So currently I will be using VGA port as it directly goes to my external tv tuner card & then another out from tv tuner goes to CPU.  My tv tuner card doesn't have DVI out, Therefore even if I get LCD with DVI port, I will be using VGA port. Now u understand? Will my current external tv tuner card support this LCD? I mean i don't know this, therefore if someone experienced the same problem then pls write here. 
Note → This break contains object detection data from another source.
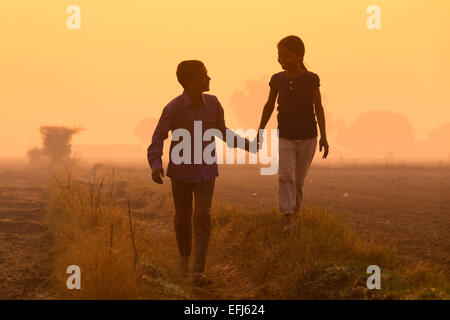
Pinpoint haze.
[0,0,450,159]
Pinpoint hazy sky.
[0,0,450,157]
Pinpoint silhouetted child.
[147,60,251,285]
[259,36,329,231]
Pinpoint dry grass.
[48,167,450,299]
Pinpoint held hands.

Mostly I think if i'll use VGA port then it should work, but just confirming. By VGA port, I mean D-sub. I have 15" CRT now.


----------



## desiibond (Apr 11, 2009)

yes. that model has both DVI and VGA

what is the graphics card that you have?


----------



## saqib_khan (Apr 11, 2009)

I currently don't have any graphics card, but my mobo itself has a DVI out. So I can use it. 

But I will not use it. Because I'll use vga which is coming out from my tv tuner card. I hope u understood.


----------



## saqib_khan (Apr 12, 2009)

And if i buy 9600 GT, then will I be able to play all latest games, if i buy a full HD lcd?


----------



## Arnab boss (Apr 12, 2009)

Dude go 4 xfx 9800 gt, and 4 lcd just have samsung 2233 model,it has the highest resolution and looks good in piano black finish with blue led..

with xfx 9800 gt u can play latest games like far cry 2 ,cod 5, nfs under cover  at mid resolutions.. So don't hesitate anymore go 4 this combo..


----------



## saqib_khan (Apr 13, 2009)

Any more comments?


----------